It's being used to track everything from city snow plows to corporate vehicle fleets

February 27, 2006 12:00 PM ET

Computerworld - It's not uncommon to see politicians giving voters a snow job. But in this case, an elected official was done in by one. Several feet of snow buried the city of Chicago in January 1979, shutting down much of its transportation. Jane Byrne, then a little-known politician, successfully used the city's failure to clear the streets as a campaign issue, unseating a two-term mayor.

It's not surprising, then, that when the city began installing Global Positioning System equipment three years ago to track vehicles, snow plows were among the first to be equipped. With GPS, city officials can see where the plows are, what streets have been cleared and whether the plows are following assigned routes correctly.

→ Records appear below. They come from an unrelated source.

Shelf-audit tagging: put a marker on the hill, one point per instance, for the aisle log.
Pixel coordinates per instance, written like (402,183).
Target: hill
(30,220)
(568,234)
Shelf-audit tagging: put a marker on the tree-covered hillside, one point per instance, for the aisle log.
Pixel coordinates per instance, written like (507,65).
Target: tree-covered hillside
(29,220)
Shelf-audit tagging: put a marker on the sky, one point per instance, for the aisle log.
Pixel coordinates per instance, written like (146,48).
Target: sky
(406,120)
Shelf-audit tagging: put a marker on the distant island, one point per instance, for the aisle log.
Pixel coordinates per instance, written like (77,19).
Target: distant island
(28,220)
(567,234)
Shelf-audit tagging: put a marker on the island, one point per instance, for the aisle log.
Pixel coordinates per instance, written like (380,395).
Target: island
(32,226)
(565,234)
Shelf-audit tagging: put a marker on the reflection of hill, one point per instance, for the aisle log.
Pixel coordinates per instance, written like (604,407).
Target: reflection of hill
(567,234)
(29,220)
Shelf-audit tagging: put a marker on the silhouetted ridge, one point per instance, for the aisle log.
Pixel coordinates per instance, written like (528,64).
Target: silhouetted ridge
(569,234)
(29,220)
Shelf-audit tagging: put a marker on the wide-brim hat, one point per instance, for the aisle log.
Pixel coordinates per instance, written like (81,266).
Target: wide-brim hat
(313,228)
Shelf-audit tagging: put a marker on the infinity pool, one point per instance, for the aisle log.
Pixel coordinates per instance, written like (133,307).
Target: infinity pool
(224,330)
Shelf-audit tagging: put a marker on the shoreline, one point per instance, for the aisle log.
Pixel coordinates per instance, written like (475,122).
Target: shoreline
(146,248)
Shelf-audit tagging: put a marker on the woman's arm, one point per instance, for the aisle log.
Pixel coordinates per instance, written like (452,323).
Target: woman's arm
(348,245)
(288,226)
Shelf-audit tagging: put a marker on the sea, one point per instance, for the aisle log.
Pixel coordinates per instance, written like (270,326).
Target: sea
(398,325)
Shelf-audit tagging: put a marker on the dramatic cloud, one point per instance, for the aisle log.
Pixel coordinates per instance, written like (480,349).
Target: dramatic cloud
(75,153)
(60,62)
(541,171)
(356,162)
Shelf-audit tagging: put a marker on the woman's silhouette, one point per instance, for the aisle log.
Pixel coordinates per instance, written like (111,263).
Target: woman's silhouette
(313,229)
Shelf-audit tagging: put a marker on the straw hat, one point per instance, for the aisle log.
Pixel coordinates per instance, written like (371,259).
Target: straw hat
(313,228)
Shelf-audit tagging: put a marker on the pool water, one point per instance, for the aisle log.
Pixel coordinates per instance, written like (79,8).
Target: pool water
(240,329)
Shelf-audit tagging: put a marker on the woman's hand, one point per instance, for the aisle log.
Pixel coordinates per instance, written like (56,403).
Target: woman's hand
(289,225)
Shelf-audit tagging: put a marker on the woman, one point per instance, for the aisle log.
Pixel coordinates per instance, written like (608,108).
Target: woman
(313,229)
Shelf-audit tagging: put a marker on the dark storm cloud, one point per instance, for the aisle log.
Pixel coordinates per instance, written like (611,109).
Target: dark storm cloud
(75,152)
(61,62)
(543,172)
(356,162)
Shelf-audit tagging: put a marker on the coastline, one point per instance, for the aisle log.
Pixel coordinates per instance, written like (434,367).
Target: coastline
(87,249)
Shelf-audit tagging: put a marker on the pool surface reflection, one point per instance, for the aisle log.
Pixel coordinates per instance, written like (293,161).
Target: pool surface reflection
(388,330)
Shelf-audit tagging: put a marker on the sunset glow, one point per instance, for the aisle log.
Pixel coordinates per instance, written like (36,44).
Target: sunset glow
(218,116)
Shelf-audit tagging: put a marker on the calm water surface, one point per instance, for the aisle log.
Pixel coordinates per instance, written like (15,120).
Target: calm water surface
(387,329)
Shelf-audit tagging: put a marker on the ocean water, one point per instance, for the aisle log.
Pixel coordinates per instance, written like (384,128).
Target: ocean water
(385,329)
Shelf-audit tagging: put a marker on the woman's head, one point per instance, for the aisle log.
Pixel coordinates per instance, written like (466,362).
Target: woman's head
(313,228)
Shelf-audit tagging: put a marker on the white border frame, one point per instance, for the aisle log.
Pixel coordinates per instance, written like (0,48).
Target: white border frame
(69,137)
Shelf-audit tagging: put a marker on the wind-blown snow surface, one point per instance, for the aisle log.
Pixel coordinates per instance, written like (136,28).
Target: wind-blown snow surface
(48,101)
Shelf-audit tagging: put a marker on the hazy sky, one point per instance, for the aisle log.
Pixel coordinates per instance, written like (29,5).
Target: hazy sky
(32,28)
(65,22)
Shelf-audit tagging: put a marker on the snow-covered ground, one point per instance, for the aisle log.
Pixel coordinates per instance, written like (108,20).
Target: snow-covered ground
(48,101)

Today, Chicago tracks 1,200 mobile assets, and another 4,000 are scheduled for next year. The technology facilitates improved service levels, heightened security, greater efficiency and faster responses to situations such as potholes and sewage problems.

"Not only can we look at real-time dispatch," says Molly Mangan, the city's deputy CIO, "but we can analyze where our vehicles are, how long they were idling there waiting for materials and how we might make our existing routes more efficient."

For Sears Holdings Corp. in Hoffman Estates, Ill., location is a key element in managing its 11,000 appliance service trucks nationwide, says Steve Jones, national routing manager for Sears' product repair service. Recently, the company implemented a system called the Sears Smart Toolbox, with applications co-developed by Sears and Redlands, Calif.-based Environmental Systems Research Institute Inc. (ESRI). Each truck is equipped with a ruggedized laptop from Itronix Corp. that uses GPS along with cellular, satellite and Wi-Fi connections. Technicians download daily work orders to their laptops, along with service documentation. The navigation system gives verbal turn-by-turn directions from one work site to the next. It also reports the vehicle locations to the back-end ESRI ArcGIS system and the jointly developed Computer Aided Routing System so that workloads can be adjusted and technicians rerouted during the day.

The navigation system has cut driving times by 15% to 30% and has boosted the number of customers each technician visits from 8 to 8.5 per day, according Jones.

"Technicians don't have to look at maps, don't have to call the customers for directions and don't get lost," says Dave Lewis, ESRI's project manager for the Sears installation. "When you are talking about 11,000 technicians, even if you save them 10 minutes a day, it is a huge ROI."

New Applications

Once limited to military navigation, GPS hardware has blossomed into a $15 billion-a-year commercial business that will reach $22 billion in the next two years, according to ABI Research in Oyster Bay, N.Y. While much of that is tied up in consumer goods like cars, PDAs, cell phones and handheld navigation units, the technology is mature and is finding increasing use in business applications.